Anomalies choroïdiennes et neurofibromatose de type I : un nouveau critère diagnostique ?
  • L’atteinte de la choroïde est une manifestation rare dans les formes oculaires des neurofibromatoses de type I (NF I). Les auteurs ont étudié ces anomalies choroïdiennes (neurofibromes choroïdiens, nodules choroïdiens) et comparé leurs fréquences à celles des autres atteintes oculaires. Un examen ophtalmologique général, une étude en lumière monochrome infrarouge avec un ophtalmoscope laser confocal (OLC), ainsi que des angiographies rétiniennes à la fluorescéine et au vert d’indocyanine ont été réalisés chez les malades et les sujets contrôles. Pour tous les patients atteints de NF I (n = 17, âge : 6 à 61 ans, diagnostic fait sur les critères du National Institute Health), l’étude en lumière infrarouge avec OLC a montré de nombreuses plages lumineuses arrondies du pôle postérieur et de sa périphérie. Les anomalies observées correspondaient aux zones hypofluorescentes détectées au cours des angiographies au vert d’indocyanine. Ces anomalies choroïdiennes n’ont pas été retrouvées au fond d’œil conventionnel, à l’angiographie à la fluoroscéine et chez les sujets contrôles.
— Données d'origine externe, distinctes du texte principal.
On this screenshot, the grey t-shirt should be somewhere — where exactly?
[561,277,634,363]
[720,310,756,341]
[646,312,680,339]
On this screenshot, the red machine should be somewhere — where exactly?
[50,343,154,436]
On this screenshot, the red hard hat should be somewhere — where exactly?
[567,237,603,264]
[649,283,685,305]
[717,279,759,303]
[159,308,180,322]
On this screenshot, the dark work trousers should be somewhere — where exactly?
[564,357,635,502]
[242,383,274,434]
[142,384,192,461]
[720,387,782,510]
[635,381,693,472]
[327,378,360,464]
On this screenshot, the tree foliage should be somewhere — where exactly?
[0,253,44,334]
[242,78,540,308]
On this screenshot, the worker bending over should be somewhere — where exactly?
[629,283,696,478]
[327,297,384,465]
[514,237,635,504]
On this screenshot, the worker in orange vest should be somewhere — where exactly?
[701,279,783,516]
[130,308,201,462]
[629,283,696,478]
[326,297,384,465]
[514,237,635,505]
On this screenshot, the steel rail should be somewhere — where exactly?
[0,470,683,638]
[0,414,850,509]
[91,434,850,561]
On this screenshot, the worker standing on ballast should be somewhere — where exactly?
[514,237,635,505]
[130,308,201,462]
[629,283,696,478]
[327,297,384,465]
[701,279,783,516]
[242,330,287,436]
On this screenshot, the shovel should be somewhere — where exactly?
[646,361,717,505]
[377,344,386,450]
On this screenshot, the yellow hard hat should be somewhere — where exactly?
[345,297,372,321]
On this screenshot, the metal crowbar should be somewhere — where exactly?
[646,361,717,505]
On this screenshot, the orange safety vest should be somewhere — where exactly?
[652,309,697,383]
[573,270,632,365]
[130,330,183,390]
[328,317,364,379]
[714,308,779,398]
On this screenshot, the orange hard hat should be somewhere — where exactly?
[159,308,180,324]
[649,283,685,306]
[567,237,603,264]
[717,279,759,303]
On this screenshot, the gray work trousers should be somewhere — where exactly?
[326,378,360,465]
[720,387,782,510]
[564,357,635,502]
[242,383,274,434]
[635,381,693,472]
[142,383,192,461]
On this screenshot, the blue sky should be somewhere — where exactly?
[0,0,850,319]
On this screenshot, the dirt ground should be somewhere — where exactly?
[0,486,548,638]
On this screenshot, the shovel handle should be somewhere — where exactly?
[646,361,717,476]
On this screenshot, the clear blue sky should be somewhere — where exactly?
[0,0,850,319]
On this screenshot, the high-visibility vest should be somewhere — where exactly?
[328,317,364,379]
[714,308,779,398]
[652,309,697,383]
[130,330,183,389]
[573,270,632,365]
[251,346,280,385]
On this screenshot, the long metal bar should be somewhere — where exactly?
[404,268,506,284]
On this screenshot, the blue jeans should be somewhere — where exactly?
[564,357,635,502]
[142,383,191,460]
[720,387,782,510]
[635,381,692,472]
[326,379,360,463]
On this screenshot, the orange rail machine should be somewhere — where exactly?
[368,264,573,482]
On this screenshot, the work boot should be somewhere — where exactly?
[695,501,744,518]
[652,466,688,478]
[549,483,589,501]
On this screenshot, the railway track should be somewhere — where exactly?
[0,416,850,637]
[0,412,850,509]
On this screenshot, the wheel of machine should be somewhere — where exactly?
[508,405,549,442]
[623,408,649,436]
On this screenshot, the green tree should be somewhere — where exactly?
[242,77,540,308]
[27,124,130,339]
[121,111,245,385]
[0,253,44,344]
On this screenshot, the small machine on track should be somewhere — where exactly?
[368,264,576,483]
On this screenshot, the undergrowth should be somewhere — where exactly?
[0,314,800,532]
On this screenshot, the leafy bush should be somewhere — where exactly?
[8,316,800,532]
Par ailleurs, la présence d’hamartomes mélanocytaires de l’iris (nodules de Lisch) et de neurofibromes des paupières était effective pour 82 % et 29 % des patients, respectivement. Commentaire. Le fait que la lumière infrarouge pénètre mieux l’épithélium rétinien pigmentaire riche en mélanine que la lumière visible explique les limitations de l’examen ophtalmologique conventionnel et de l’angiographie à la fluorescéine. Par conséquent, pour les auteurs, les anomalies de la choroïde sont sous-diagnostiquées et devraient être considérées comme un nouveau critère diagnostique. M. Mazighi, service de neurologie, hôpital Lariboisière, Paris.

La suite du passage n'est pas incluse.